Hey, Bangladesh Police, What’s Wrong (as usual) with You?

Posted by

·

by Tanveer Anoy

It’s bizarre, it’s weird, it’s inappropriate, but am I surprised? Umm, no.

After the July Revolution, you have been trying so hard to fix your image. For years, you were Hasina’s obedient army of order, doing whatever she said, no questions asked. When she fled, you didn’t know what to do with yourselves, so you bowed to the next ruler like clockwork. Now, under the so-called “interim” government of Yunus Shaheb and his circus cabinet, you have turned your Facebook page into a PR rehab center. Suddenly, you are posting “updates” on ongoing cases, pretending to be the voice of reason in a country drowning in mob violence and chaos. Except, you sound exactly like what you have always been: a moral police in uniform, not a protector of justice.

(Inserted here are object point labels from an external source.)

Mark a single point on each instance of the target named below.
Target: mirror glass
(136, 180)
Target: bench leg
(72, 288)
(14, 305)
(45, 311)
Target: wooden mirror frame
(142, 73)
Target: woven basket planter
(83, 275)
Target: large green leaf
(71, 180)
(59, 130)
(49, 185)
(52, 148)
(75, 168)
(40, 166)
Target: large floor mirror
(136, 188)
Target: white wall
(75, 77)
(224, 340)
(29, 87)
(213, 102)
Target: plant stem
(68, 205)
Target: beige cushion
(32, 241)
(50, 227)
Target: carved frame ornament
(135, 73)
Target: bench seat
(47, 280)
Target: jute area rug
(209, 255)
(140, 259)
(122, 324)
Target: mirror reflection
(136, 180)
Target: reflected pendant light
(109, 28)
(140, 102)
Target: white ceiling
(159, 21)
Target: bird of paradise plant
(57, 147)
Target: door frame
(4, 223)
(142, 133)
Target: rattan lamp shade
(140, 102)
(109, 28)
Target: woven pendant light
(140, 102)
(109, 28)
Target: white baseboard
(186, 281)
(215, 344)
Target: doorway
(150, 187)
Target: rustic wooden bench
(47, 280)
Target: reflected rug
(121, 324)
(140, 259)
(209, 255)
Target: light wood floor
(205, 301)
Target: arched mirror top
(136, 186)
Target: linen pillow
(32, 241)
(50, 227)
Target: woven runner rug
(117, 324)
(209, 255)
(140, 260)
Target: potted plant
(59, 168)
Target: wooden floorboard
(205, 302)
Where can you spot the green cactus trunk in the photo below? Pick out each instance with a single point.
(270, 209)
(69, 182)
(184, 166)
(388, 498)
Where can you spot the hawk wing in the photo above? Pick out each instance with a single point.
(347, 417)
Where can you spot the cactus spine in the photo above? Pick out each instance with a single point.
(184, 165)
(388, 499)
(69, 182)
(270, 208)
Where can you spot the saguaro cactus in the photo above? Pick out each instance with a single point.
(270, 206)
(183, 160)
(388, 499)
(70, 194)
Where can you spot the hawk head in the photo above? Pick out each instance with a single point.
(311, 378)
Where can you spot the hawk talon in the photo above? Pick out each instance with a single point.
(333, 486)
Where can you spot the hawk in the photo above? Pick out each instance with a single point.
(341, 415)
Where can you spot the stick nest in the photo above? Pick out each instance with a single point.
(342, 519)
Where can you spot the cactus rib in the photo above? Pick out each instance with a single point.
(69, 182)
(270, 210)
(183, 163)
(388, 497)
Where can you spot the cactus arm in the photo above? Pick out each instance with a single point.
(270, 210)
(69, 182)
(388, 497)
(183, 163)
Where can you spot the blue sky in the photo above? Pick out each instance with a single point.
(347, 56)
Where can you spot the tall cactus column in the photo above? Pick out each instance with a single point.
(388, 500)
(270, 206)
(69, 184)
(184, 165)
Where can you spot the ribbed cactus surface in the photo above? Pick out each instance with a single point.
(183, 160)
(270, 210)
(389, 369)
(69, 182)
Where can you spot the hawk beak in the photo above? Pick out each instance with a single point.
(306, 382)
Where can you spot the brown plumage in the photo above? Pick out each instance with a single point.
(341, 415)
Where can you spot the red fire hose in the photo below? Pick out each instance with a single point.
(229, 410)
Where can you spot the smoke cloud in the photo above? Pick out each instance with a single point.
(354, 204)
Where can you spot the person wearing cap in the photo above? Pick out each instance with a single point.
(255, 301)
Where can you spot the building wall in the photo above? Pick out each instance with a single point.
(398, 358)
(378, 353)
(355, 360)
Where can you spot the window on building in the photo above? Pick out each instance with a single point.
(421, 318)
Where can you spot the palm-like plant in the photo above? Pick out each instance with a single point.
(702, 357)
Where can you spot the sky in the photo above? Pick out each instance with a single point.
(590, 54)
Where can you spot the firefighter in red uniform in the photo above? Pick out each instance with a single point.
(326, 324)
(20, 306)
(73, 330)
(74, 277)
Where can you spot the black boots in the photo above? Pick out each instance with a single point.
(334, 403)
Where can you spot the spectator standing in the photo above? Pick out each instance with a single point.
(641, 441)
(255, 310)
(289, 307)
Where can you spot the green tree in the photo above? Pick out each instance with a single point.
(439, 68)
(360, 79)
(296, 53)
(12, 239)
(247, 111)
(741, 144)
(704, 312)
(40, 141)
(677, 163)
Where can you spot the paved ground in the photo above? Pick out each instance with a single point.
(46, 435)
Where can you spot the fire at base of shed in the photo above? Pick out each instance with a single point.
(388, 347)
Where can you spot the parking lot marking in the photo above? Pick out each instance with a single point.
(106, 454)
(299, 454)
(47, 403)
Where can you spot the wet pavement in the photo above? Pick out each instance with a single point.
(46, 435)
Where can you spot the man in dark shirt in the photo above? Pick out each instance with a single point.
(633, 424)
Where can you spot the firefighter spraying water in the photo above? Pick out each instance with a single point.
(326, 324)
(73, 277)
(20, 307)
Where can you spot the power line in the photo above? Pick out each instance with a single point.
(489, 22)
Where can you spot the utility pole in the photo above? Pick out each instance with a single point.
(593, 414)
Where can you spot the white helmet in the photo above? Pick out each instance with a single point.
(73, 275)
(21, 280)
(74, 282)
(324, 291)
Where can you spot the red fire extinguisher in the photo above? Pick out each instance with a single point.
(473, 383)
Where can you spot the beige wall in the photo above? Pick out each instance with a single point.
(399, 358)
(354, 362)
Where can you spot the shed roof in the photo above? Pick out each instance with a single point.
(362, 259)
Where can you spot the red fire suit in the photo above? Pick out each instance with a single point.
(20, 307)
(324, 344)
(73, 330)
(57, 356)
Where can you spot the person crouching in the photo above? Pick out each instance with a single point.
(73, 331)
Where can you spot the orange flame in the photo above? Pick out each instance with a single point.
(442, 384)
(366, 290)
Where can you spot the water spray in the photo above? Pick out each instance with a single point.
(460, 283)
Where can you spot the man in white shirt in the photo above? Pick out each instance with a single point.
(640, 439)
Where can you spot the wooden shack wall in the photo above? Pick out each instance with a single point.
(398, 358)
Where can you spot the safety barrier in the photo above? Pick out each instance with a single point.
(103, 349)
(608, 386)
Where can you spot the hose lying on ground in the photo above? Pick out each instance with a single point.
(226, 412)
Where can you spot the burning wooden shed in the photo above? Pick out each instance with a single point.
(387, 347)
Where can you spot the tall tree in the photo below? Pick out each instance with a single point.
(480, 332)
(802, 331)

Take your latest masterpiece. You wrote about a 13-year-old madrasa student raped by a man, and somehow called it a “love relationship.” Love relationship? She’s a child. She’s thirteen. That’s statutory rape. But of course, your report makes it sound like she was an equal participant, she “ran away voluntarily,” she “came back home.” That’s not neutral language; that’s the state’s favorite way of gaslighting survivors and blaming children for the violence done to them. You turn trauma into romance so that no one has to be held accountable.

And then, as always, you write: “There is no communal connection in the incident.” A predictable line, but this time, it’s less about denying tension and more about managing outrage. Because the moment an accused fits a convenient headline, everyone suddenly discovers morality, age, and consent. When it’s someone else, silence. The outrage is selective, the morality performative. So yes, the police are scrambling to control the fire, but they do it with the same old language of neutrality, words that flatten power, erase inequality, and pretend the country’s wounds don’t run deep. That’s not peacekeeping; that’s reputation management dressed up as harmony.

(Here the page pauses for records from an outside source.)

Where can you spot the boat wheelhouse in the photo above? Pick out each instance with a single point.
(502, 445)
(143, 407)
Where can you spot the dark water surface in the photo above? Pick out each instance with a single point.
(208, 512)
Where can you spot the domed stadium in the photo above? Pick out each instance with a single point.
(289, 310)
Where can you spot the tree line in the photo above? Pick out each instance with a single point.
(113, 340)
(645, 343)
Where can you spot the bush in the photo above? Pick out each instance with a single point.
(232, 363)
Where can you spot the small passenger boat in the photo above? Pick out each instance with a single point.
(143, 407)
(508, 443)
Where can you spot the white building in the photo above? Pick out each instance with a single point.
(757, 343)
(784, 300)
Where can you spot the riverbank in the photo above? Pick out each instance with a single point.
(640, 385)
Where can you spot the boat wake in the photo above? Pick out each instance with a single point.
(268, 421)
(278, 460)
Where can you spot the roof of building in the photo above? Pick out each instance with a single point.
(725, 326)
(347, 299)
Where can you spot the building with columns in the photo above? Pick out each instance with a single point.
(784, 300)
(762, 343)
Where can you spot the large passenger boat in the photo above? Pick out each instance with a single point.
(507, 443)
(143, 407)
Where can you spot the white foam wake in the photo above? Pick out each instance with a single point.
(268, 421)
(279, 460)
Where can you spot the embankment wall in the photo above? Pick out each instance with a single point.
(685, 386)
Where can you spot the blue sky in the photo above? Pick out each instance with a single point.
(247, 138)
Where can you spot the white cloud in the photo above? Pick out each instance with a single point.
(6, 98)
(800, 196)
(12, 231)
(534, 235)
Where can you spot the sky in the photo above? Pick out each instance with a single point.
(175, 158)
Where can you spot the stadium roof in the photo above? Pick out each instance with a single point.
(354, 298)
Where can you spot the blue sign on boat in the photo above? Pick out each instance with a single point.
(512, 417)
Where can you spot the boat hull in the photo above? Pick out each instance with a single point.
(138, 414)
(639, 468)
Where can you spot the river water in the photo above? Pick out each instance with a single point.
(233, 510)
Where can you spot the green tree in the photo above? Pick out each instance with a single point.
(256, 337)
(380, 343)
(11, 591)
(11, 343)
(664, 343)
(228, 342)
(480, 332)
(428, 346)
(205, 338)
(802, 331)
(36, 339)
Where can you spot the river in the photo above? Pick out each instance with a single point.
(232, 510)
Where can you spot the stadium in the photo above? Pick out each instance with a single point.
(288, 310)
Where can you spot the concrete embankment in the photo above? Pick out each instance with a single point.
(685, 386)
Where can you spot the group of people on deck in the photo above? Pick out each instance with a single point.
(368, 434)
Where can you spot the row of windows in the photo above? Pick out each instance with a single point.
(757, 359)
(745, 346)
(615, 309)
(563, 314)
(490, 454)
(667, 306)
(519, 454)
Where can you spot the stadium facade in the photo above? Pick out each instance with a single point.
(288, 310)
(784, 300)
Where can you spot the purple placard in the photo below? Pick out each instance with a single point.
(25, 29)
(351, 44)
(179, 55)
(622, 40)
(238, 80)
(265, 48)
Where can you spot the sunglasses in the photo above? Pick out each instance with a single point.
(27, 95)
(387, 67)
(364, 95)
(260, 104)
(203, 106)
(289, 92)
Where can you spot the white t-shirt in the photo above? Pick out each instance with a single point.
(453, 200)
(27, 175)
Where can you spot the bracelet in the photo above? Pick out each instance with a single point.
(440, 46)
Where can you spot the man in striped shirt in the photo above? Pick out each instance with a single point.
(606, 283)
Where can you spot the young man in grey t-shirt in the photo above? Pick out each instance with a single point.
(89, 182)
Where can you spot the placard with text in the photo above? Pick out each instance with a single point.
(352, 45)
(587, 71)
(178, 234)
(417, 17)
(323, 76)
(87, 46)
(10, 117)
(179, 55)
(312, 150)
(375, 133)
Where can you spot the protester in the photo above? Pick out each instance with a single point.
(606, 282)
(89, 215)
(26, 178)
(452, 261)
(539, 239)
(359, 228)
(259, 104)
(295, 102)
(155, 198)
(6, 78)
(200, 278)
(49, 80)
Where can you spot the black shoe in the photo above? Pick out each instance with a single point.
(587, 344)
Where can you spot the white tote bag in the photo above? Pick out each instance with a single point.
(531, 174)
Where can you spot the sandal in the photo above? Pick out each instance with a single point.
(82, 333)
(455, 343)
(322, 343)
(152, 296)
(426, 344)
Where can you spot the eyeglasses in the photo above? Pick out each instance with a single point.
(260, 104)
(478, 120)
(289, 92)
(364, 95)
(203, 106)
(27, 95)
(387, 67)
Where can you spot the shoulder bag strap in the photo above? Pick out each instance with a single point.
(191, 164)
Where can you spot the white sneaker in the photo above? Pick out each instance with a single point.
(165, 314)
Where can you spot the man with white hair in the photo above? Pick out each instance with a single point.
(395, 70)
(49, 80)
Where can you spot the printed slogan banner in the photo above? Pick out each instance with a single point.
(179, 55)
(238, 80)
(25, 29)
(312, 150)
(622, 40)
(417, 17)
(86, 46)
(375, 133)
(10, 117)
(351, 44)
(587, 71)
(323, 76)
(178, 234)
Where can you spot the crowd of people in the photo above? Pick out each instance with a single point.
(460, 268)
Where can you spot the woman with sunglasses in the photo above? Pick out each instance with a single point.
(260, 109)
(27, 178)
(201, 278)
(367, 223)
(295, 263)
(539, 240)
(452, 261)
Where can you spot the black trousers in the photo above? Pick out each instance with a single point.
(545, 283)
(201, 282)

But you didn’t stop there. You decided to educate the nation on morality. In another post, you talk about a man arrested for harassing a woman over her clothes, and then you actually wrote, “If someone’s clothing seems offensive to someone else, a complaint can be filed.” Excuse me? So you are acknowledging that women’s clothing can “offend” men, and that’s a legitimate complaint? This is not a public statement; it’s a sermon. A lecture from patriarchy dressed up as law enforcement. You are not condemning harassment; you are reinforcing the very logic that allows it to happen.

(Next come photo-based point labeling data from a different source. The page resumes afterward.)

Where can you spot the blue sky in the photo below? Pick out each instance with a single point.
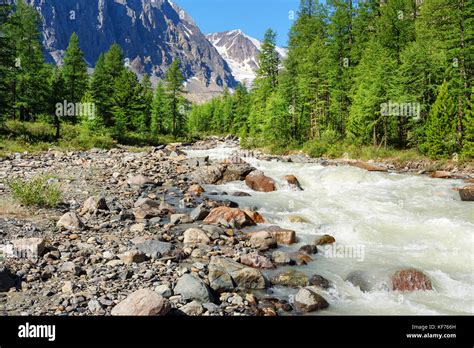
(252, 16)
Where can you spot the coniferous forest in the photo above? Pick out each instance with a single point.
(389, 74)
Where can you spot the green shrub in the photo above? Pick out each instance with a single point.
(36, 191)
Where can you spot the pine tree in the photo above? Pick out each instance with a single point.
(31, 92)
(174, 80)
(158, 110)
(7, 62)
(74, 71)
(441, 127)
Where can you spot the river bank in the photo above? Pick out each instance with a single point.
(172, 231)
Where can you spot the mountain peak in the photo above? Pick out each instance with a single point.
(241, 53)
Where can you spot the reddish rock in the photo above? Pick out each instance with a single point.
(229, 216)
(441, 174)
(410, 280)
(368, 166)
(256, 260)
(281, 235)
(323, 240)
(196, 189)
(293, 182)
(258, 218)
(144, 302)
(257, 181)
(262, 240)
(467, 193)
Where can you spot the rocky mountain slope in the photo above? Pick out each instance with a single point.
(241, 53)
(152, 33)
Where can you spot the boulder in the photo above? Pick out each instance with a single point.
(256, 260)
(320, 282)
(300, 258)
(6, 281)
(441, 174)
(362, 280)
(293, 182)
(229, 217)
(309, 249)
(155, 248)
(226, 275)
(281, 235)
(235, 172)
(132, 256)
(280, 257)
(140, 180)
(208, 174)
(324, 240)
(191, 287)
(367, 166)
(193, 308)
(255, 216)
(291, 278)
(195, 236)
(262, 240)
(297, 219)
(467, 193)
(199, 213)
(93, 204)
(257, 181)
(29, 246)
(196, 189)
(307, 301)
(410, 280)
(143, 302)
(70, 221)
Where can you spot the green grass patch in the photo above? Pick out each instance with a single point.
(37, 191)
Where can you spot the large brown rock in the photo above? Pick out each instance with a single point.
(29, 246)
(410, 280)
(441, 174)
(262, 240)
(233, 217)
(307, 300)
(293, 182)
(70, 221)
(144, 302)
(258, 181)
(367, 166)
(467, 193)
(256, 260)
(281, 235)
(226, 275)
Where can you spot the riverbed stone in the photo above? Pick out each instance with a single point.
(70, 221)
(467, 193)
(195, 236)
(193, 288)
(307, 301)
(290, 278)
(411, 280)
(324, 240)
(262, 240)
(258, 181)
(233, 217)
(143, 302)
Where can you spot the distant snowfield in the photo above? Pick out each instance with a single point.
(242, 65)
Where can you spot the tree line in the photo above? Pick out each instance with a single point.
(31, 90)
(387, 73)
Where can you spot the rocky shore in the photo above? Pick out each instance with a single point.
(136, 234)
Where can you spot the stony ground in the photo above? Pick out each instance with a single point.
(137, 235)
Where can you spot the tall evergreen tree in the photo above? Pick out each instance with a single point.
(74, 71)
(174, 80)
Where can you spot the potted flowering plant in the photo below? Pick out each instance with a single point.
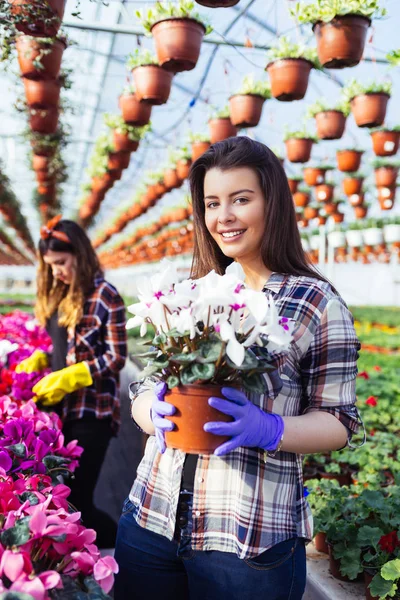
(289, 67)
(340, 27)
(330, 118)
(152, 82)
(368, 102)
(246, 104)
(210, 332)
(178, 32)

Every line you write reeks of control. You don’t talk to people; you talk down to them. You don’t protect survivors; you correct their behavior. You don’t clarify events; you clean up the state’s image. And that final line, “Bangladesh Police is determined to provide security to everyone, regardless of gender,” OH PLEASE! If words could protect us, maybe women wouldn’t need to live in fear.

The truth is, your violence doesn’t only happen on the streets; it happens in your words. Every “clarification,” every “official statement” is a way of disciplining us, of reminding people who gets to define truth. You don’t just police bodies; you police language, emotion, and dissent, and that’s why no one believes your version of justice anymore.